Other sisters began appearing behind them to listen, only a few at the start, but when no one told them to leave, the group thickened and spread out to a soft buzz of talk. A very muted buzz. Few sisters would risk bothering a lone Sitter, much less the entire Hall. The Accepted in banded dresses and cloaks who had appeared behind the Aes Sedai were quieter, of course, and even quieter the gathering novices who had no chores, though there were a good many more of them. The camp now held half again as many novices as sisters, so many that few possessed a proper white cloak and most made do with a simple white skirt instead of a novice dress. Some sisters still believed they should go back to the old ways and let girls seek them out, but most regretted the lost years, when Aes Sedai numbers dwindled. Egwene herself almost shivered whenever she thought of what the Tower could have been. This was one change not even Siuan could object to.

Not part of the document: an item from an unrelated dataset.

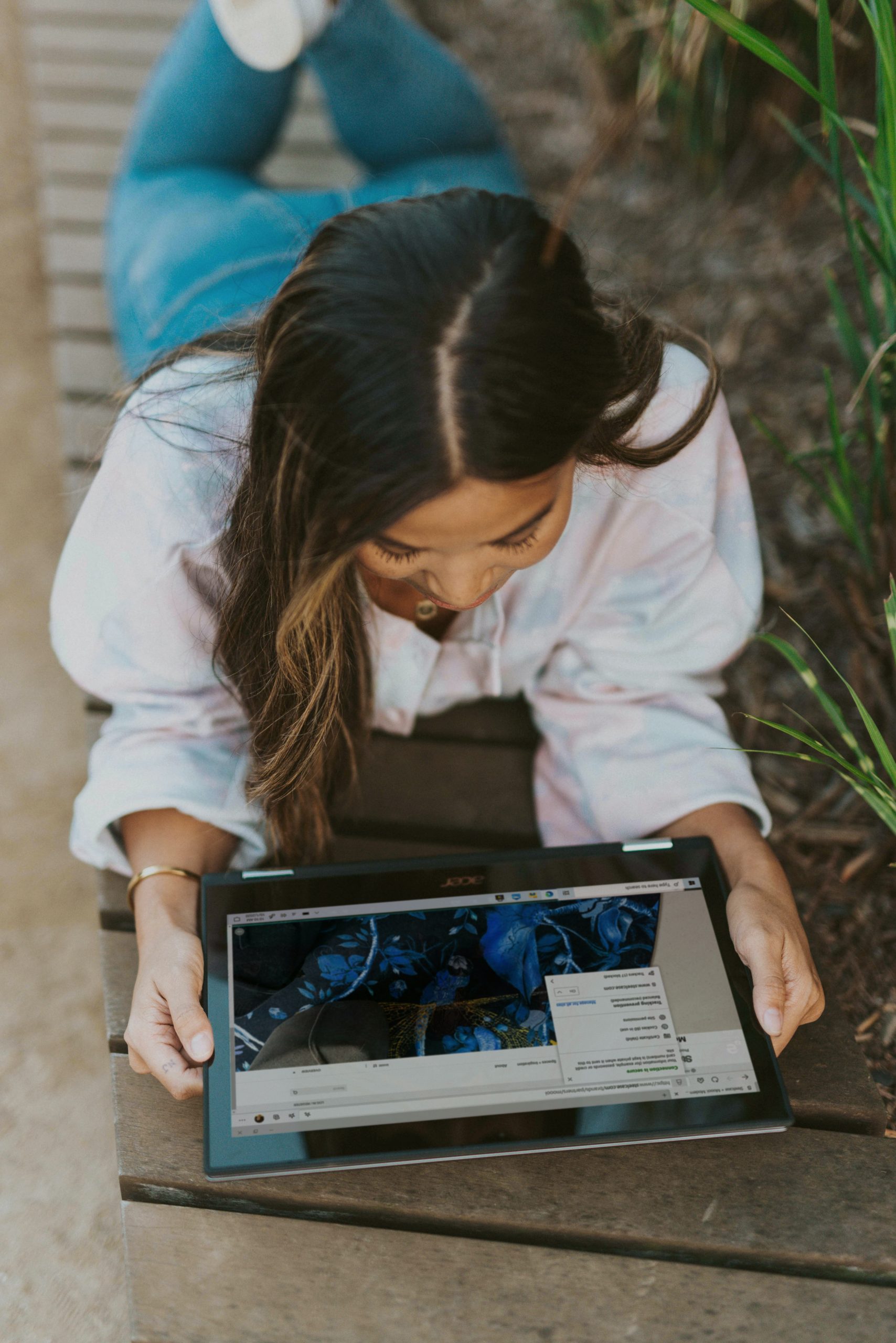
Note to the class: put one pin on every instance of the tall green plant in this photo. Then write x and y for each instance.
(667, 58)
(854, 473)
(873, 781)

In the midst of all the gathering, Carlinya came around the corner of a tent and stopped short at the sight of Egwene and the Sitters. Normally composure to her toenails, the White sister gaped, and her pale face reddened before she hurried away, looking back over her shoulder. Egwene stifled a grimace. Everyone was too concerned with what she herself was about this morning to have noticed, but sooner or later, someone was going to, and wonder.
Flinging back her delicately embroidered cloak to reveal the narrow blue stole of the Keeper, Sheriam made Egwene as much of a formal curtsy as her bulky garments allowed before taking a place at her side. Wrapped in layers of fine wool and silk, the flame-haired woman was the very picture of equanimity. At Egwene’s nod, she took one step forward to intone the ancient formula in a clear, high voice.